News links that mention our Free Burma Ranger team
E-Update · May 31, 2018
Dear Friends. Below is a photo essay of my latest trip with the Free Burma Rangers to Syria.
On this mission we visited Raqqa, Kobane, Tapqa, Tal Tamr, and Manbij.
We visited IDP camps, dedicated several playgrounds we arranged to have installed (donated by Reload Love), held Good Life Club kids programs, distributed food, and provided medical care for those in need.
We are looking forward to seeing many of you this summer.

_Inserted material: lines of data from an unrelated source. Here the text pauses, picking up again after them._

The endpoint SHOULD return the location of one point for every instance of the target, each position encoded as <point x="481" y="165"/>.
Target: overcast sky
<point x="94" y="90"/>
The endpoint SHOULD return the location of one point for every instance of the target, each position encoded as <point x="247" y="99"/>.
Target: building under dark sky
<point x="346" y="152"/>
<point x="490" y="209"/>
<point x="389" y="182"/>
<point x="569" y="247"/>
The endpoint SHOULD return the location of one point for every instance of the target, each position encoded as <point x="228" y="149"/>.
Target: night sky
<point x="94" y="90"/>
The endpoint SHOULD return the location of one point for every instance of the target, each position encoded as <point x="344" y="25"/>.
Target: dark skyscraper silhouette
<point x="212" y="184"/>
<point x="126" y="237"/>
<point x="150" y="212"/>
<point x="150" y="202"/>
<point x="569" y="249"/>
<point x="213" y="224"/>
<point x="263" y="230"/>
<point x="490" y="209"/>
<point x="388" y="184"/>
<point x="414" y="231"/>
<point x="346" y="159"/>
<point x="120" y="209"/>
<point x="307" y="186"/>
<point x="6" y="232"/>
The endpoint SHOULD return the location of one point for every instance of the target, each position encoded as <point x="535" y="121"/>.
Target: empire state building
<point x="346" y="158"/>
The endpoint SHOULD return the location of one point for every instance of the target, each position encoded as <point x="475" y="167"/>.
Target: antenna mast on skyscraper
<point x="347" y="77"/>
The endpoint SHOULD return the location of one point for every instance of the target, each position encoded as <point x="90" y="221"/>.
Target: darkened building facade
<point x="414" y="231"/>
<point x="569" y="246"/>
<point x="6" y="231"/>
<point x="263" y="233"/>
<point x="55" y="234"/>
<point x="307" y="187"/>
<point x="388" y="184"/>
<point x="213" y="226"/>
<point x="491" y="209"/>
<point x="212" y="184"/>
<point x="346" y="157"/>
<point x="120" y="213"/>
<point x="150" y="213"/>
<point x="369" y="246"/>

Team photo on the Euphrates River
Praying with Raqqa City Council members
New playground city center Raqqa
Medical care Raqqa
Good Life Club Raqqa
Dinner with YPG
ISIS destroyed church Tal Tamr
ISIS destroyed church Tal Tamr
Medical care for IDPs in Tal Tamr
Sinjar Yazidi Commandos
Incoming sand storm
IDP Camp Manbij
On the Road
Good Life Club at IDP camp in Manbij
Good Life Club at frontline village
Good Life Club at frontline village
People living in blown up buildings, Tapqa
Joseph and I at the Euphrates
with YGP soldiers Tal Tamr
Kids of Kobane
YPG soldier greets a family member who made it across the front line to safety
Kobane Christian Church members
E-Update · March 10, 2018
Rubble: broken fragments (as of rock) resulting from the decay or destruction of a building. (Webster)
Raqqa, Syria. Nearly every street in the city looks this way.
It’s really difficult using words alone to accurately describe the destruction to property and lives in Raqqa. Even the photos that I will share here won’t do it justice.
As we drove through the city (in places cleared enough to pass) I kept thinking that it could not get any worse, but then we would round a corner and the visual scale of destruction would multiply.
In 2014 ISIS declared the city its de facto capitol and began destroying non-Sunni structures. They also instituted a harsh Sharia Law and used the city center for public punishment of those accused of breaking that law. These well-documented punishments included everything from lashings to crucifixions and beheadings.
They used the soccer stadium as a prison and place of torture and also sold Yazidi women and girls from a cage on the field.
Soccer Stadium Cage
If the city could speak…
On October 17th last year the city was finally declared liberated from ISIS after months of airstrikes from the Syrian government, Russia, the United States, and several other countries.
While many celebrated the victory of the defeat of ISIS and the terror they inflicted, the city and its people have been left shattered.
Even now, 5 months later, only a few are trickling back to see if there is anything left of their homes, businesses, and property. Many also are coming to look for loved ones, long lost.
Boy sells charcoal on the road
Boy in the city
A tailor salvages his precious patterns
The question everyone is asking is, “How does a city and its people come back from such devastation?”
I believe that for these families in Raqqa it is not only their city that lies in ruins but also their trust in religion and governments.
Over and over on our trip we offered prayers and love through medical care, food distribution, and children’s programs. Each time, these small acts of love were eagerly received, and we were rewarded with smiles from kids, hugs and kisses from adults desperate for something good. In the midst of a destroyed city and shattered lives loves brings hope.
Raqqa Kids Program
Handing Out Toys
Little girl wounded by a landmine explosion
Jesus said that it is the “wise man” who builds upon the “Rock,” which are His teachings of of the true gospel. Because the rains will come, floods will happen, and the winds will beat against all of our lives.
Jesus is the true Gospel. Relationship versus religion. Love versus law.
As it turns out, rubble makes a great foundation. Using rubble as a foundation is actually an ancient building technique and is still practiced in many parts of the world.
When structures (ideals, religions, philosophies) of man collapse it is an opportunity to begin again. To evaluate the foundation.
We continue to pray for these families that they will choose to rebuild with Love, turning to the Creator for hope and help.
Dave praying for educational leaders
It is our desire that our small acts of help, hope, and love will point to the True Foundation as we move among them in Jesus Name.
A special thanks to all of you who pray and give to make these missions possible.